# USB device does not wake up after sleep



## G9A9O9 (Jan 21, 2010)

HI

I wonder if anyone can solve this one:

I have several *USB sound adaptors*, which cost just a few dollars on eBay, and plug into your USB port to provide additional sound out paths on a Mac.

These devices are tiny USB plugs that actually contain a digital-to-analogue sound card converter, and have a microphone jack (3.5 mm) for audio input, and a headphone jack for audio output. Even the USB sound adaptors that are designed for PC work fine on the Mac, and without any driver. And as I say, you can pick them up for just a few dollars.

I find these USB sound adaptors useful. I have three of them, and I can connect various pieces of audio equipment to each of these USB sound adaptors (such as my headphones, my hi-fi, my multimedia speakers, etc), and then conveniently switch the Mac's Sound Out to the required USB sound adaptor, just using the Sound Control panel. 

This means that I don't have to start plugging my headphones, hi-fi, and multimedia speakers in and out when I want to use them: I just change the desired output via the Mac sSound Control panel  (or even more conveniently, via the freeware "SoundSource" menubar sounds source changer).

This all works very well.

However, quite often when my MiniMac wakes up from sleep, one or more of my plugged in USB sound adaptors will become effectively unmounted, and no longer responds. Of course, pulling the USB device out and plugging it back in again fixes the problem, but I would like to know why they do not wake up from sleep, and become inactive or unmounted. I also have a USB hard drive plugged in, and this has no problems with waking up after sleep.

One solution is perhaps finding some software, or an Applescript, that remounts all USB devices after my machine wakes up from sleep. Does anyone know of such a utility?

But I will be grateful for any other suggestion as to why this is happening, and on how to fix the problem.

Many thanks for your assistance with this.


----------



## MisterMe (Jan 21, 2010)

You have a simple problem. It is not necessary to tell your life's story to explain it. Short stories are sweet stories and are more likely to be read to completion and to elicit a helpful response.

That said, I presume that your adapters are bus-powered. That is, they draw a finite amount of power from the USB ports. My guess is that the Mac shuts down the USB ports and thus unmount devices that draw power like your adapters. I also guess that your adapters have no way to remount themselves when your Mac reawakens.

These are my best guesses about the cause of your problem. The fix? Well, if I am correct, then there is no fix beyond what you are already doing. Remove and then reinsert each adapter after sleep.


----------



## ElDiabloConCaca (Jan 21, 2010)

What happens if you connect said audio devices through a powered USB hub?  It stands to reason that if the hub can correctly "wake from sleep," then the devices attached to said hub may also be able to correctly wake from a computer sleep state.


----------



## G9A9O9 (Jan 21, 2010)

That is a very good idea, eldiabloconcaca.

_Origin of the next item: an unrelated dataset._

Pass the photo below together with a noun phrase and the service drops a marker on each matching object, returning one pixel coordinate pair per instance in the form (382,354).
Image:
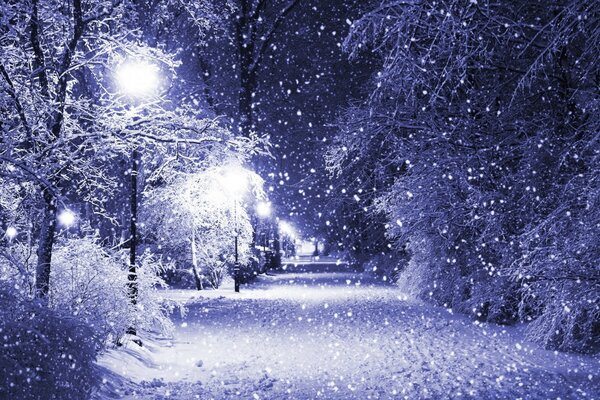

Perhaps it is just the loss of USB power that (presumably) occurs during sleep that is the cause of all the problems.

I will see if I can get a power supply form my USB hub; it does have a power in socket.

Thanks.


----------



## G9A9O9 (Jan 21, 2010)

Hi MisterMe: Apologies for the rambling story.

What I wrote was a bit of a mixture of a technical query; and a write-up, detailing to others this cheap way of getting extra audio in/out ports for the Mac. But I guess those details do not really belong in the tech support area.


----------



## ElDiabloConCaca (Jan 21, 2010)

Gotta agree, it was a bit rambling, but TOO MUCH information is always better than TOO LITTLE information.  Too little information doesn't get us anywhere, but too much doesn't hinder anything (other than getting to the point).

Let us know what the results of your testing are!


----------



## G9A9O9 (Feb 16, 2010)

No, it did not work: providing USB power continuously while the Mac sleeps did not solve the problem: the USB sound cards still remain "unmounted" after sleep, and I have to unplug them and re-insert to get them back. (Not all the time though, sometimes after sleep they do mount OK; I am not sure why this just happens sometimes).

Does anyone know if there is a simple software utility, or and Applescript, that can remount USB devices? Disk Utility can re-mount, but it only picks up hard drives and other storage media.


----------